Heuvels, gezelligheid en een amicale koempelmentaliteit waren daar de kerndingen. Fysiek verval, harde muziek, hardere gezichten en een collectieve in zichzelf gekeerdheid ook. Haat en liefde. Een regio die verloren leek en waar wanhoop woonde in de stegen van de stad. Een pact met de duivel voor een kortdurende roes.
Voor iemand die opgegroeid is in één van de meer beruchte tuigsteden van het land (lees: Heerlen in de late jaren negentig) is het simpele ontsnappen al heel wat. Perspectieven van werkloosheid en drugs drijven je er toe. En dan verhuis je naar het hoofdstedelijke. Naar een woonboot op de Hollandse wateren. Opa en oma zouden dit nooit begrepen hebben. Maar die waren dan ook opgegroeid in tijden van steenkolenwelvaart. Toen was Amsterdam heel erg ver weg. En ook niet eens zo heel interessant. Keulen, Luik en Aken lagen namelijk stukken dichterbij.
—
Het is inmiddels opgehouden met regenen en ik loop over de Albert Cuypmarkt op weg naar een koffieafspraak.

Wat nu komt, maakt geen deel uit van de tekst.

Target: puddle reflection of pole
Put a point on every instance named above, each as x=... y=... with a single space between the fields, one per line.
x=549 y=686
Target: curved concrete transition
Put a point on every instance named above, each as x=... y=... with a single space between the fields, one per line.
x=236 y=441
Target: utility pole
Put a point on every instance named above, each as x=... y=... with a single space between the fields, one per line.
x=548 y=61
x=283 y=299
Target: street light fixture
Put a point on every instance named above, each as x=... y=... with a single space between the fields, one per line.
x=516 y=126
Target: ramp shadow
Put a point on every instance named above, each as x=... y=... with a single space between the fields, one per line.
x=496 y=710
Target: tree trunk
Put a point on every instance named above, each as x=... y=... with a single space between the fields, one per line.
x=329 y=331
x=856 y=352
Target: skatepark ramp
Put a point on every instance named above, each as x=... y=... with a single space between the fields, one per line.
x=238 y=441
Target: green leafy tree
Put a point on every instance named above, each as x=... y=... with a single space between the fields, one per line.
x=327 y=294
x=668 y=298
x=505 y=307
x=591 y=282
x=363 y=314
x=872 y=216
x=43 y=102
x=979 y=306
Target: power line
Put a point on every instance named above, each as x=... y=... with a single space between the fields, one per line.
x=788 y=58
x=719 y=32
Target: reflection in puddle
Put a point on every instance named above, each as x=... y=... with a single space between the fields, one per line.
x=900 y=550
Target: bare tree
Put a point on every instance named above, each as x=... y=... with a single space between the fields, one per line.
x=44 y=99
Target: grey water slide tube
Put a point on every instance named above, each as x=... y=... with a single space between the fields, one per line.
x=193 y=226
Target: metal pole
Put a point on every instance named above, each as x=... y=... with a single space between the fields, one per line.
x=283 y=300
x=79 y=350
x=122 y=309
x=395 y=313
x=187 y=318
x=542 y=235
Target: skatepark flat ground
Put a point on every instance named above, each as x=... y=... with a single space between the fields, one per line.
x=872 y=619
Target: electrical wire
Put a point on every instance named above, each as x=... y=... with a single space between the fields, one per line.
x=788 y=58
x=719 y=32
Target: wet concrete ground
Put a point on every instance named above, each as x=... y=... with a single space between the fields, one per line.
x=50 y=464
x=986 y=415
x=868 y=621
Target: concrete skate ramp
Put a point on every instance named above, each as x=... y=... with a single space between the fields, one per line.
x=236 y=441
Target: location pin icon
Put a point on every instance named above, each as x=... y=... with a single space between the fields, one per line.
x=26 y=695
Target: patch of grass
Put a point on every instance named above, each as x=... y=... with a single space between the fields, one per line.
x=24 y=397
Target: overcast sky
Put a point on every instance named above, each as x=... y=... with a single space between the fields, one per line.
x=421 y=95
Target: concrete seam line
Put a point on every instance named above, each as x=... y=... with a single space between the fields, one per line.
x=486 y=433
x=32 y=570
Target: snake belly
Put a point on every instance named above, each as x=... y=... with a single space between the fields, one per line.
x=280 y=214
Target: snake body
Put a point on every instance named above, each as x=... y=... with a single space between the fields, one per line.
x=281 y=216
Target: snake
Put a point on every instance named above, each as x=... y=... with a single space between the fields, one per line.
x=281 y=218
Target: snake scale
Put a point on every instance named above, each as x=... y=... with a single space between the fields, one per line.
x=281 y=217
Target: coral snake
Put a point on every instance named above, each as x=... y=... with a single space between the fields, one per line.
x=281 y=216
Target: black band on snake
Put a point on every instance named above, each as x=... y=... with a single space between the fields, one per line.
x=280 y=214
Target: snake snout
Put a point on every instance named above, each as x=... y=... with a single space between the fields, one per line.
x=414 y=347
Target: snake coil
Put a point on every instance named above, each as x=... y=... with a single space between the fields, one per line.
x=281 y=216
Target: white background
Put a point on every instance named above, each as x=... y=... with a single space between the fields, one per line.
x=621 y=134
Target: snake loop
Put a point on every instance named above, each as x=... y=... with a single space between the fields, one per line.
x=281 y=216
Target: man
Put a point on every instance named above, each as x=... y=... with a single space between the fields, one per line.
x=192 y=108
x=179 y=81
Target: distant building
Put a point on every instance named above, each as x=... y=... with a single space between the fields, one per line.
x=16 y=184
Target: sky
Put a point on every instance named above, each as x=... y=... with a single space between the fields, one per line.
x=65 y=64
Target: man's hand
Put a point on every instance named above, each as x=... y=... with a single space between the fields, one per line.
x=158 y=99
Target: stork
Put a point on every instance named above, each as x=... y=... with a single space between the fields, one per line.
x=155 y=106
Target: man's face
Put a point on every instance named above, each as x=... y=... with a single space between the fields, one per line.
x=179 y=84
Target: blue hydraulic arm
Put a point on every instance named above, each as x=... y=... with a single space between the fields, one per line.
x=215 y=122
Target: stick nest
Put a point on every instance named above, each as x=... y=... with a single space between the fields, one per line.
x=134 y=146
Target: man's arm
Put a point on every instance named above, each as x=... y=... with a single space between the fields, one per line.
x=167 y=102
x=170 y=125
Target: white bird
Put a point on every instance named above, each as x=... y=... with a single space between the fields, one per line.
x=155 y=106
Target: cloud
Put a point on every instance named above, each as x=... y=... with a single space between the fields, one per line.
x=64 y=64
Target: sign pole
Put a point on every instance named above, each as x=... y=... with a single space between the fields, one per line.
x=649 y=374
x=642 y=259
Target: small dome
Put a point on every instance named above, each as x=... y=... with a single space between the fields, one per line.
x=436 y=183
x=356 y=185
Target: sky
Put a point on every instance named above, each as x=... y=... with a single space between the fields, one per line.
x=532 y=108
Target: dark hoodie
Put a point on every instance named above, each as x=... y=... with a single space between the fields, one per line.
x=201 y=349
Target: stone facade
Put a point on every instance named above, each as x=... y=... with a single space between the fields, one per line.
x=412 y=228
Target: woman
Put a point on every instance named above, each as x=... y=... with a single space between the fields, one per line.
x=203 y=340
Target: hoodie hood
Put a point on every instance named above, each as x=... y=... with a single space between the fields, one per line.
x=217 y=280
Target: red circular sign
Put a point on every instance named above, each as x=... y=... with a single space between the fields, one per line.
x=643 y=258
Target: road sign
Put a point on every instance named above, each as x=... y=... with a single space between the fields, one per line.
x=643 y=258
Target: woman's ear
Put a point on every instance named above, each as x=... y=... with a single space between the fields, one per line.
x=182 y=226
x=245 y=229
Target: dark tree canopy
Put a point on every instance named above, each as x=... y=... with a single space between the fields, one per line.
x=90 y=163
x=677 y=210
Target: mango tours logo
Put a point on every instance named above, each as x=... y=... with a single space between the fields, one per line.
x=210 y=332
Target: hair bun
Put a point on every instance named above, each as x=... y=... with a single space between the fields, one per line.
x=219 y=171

Een visboer schreeuwt iets in het plat Amsterdams terwijl twee Turkse mannen luid lachend in het Turks kennelijk ergens ontzettende lol in hebben, een stel Polen Hollandse kaas koopt en een dikke Surinamer erwtensoep aanprijst. Zo zie ik het graag. Iedereen doet zijn ding en doet dat goed. Iedereen lult zijn taal maar uiteindelijk begrijpt iedereen elkaar. Als ik plat Limburgs in mijn telefoon begin te lullen wekt dat evenmin verbaasde blikken als iemand die Pakistaans tegen zijn moeder spreekt op straat.
Laten we de esthetiek van het multiculturele onheil eens omdraaien. Iemand uit Zuid-Limburg in Amsterdam was voor mijn grootouders best een raar idee. En toch kan het tegenwoordig. Dan moet het met al die andere nationaliteiten ook wel lukken. Toch?